Punte avanzate della “società della conoscenza”, la ricerca e la scienza sono strumenti indispensabili per realizzare la riconversione ecologica delle produzioni e dei consumi, e in particolare in Paesi come l’Italia sono risorse decisive per costruire un futuro economicamente solido e ambientalmente sostenibile.

Contro ogni fondamentalismo

Per Legambiente è prioritario che sia dato nuovo slancio alla ricerca italiana, in particolare al sistema della ricerca pubblica, ed è altrettanto urgente rilanciare le ragioni di un dialogo forte tra comunità scientifica e mondo ambientalista, un dialogo certo che non rimuova ma anzi affronti di petto le difficoltà e le incomprensioni manifestatesi in questi anni.

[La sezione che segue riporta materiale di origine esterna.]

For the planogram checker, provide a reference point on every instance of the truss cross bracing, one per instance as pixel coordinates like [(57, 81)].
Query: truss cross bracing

Noi riteniamo che occorra superare il fondamentalismo di chi, tra gli ambientalisti, tende a rappresentare gli scienziati come “nemici”. Questo atteggiamento fa leva su paure irrazionali ed ancestrali — il timore della “intrusione” nel nostro corpo e nella nostra mente e della perdita d’identità — e sul “mito del ricordo” che identifica il passato con un Eden immaginario. Su di esso, inoltre, influiscono negativamente i mezzi di comunicazione di massa, che utilizzano la paura e l’orrore come uno dei mezzi principali per catturare l’attenzione del pubblico, e anche l’approccio “fideistico” di troppi scienziati e tecnologi, che inevitabilmente aumenta la diffidenza verso la scienza e le sue applicazioni.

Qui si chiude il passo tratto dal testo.